B. Someone is a bachelor iff he is unmarried and man and seeks to get married.
Is there a logical relation between A and B?

[ 9/1/21 ]

This example is also a basic illustration of the context sensitivity of logic to reality.

A logic system may be true or false to its own postulates and conditions, but the relationship of the postulates and conditions to reality is rarely (if ever) one to one; and therefore any system of logic can fail in reality if the context changes sufficiently to invalidate any of the approximations used.

When one looks closely at the data available from neuroscience, over 90% of the signals in our brain are internally generated, and something less than 10% are generated from the environment; thus our learning (at all levels) is more about aligning sets of “internal systems” with external stimuli, than it is about strictly training systems with stimulus response – and of course we are sufficiently complex that one can usually find instances of any form of learning one can conceive of if one looks closely enough; from binary truth values, to trinary, through higher forms all the way to Bayesian systems of fundamental uncertainty.

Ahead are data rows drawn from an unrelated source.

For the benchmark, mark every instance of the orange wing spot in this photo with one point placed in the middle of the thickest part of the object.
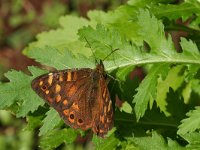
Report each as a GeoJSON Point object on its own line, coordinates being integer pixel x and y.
{"type": "Point", "coordinates": [109, 105]}
{"type": "Point", "coordinates": [58, 98]}
{"type": "Point", "coordinates": [102, 119]}
{"type": "Point", "coordinates": [41, 83]}
{"type": "Point", "coordinates": [80, 122]}
{"type": "Point", "coordinates": [74, 76]}
{"type": "Point", "coordinates": [71, 117]}
{"type": "Point", "coordinates": [108, 120]}
{"type": "Point", "coordinates": [65, 102]}
{"type": "Point", "coordinates": [66, 112]}
{"type": "Point", "coordinates": [47, 92]}
{"type": "Point", "coordinates": [61, 78]}
{"type": "Point", "coordinates": [104, 109]}
{"type": "Point", "coordinates": [58, 88]}
{"type": "Point", "coordinates": [101, 131]}
{"type": "Point", "coordinates": [50, 79]}
{"type": "Point", "coordinates": [75, 107]}
{"type": "Point", "coordinates": [50, 100]}
{"type": "Point", "coordinates": [106, 99]}
{"type": "Point", "coordinates": [69, 76]}
{"type": "Point", "coordinates": [104, 93]}
{"type": "Point", "coordinates": [71, 91]}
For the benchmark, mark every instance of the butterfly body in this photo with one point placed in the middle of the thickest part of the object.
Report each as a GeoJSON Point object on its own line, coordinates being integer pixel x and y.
{"type": "Point", "coordinates": [80, 96]}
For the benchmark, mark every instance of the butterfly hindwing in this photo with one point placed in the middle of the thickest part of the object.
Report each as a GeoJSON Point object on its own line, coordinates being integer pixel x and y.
{"type": "Point", "coordinates": [66, 91]}
{"type": "Point", "coordinates": [80, 96]}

Thus is seems clear from the data that none of us get to experience reality directly, we all seem to live in our own personal “virtual reality”.

Thus the rules of our experiential “personal virtual realities” and the rules of whatever the “objective reality” beyond may be, can be very different things.

We all seem to have the ability to make our stories about our own personal virtual realities so internally self consistent that they are not open to new datasets or falsification by any external influence. That seems to be one of the fundamental issues with the sort of intelligence that we seem to be.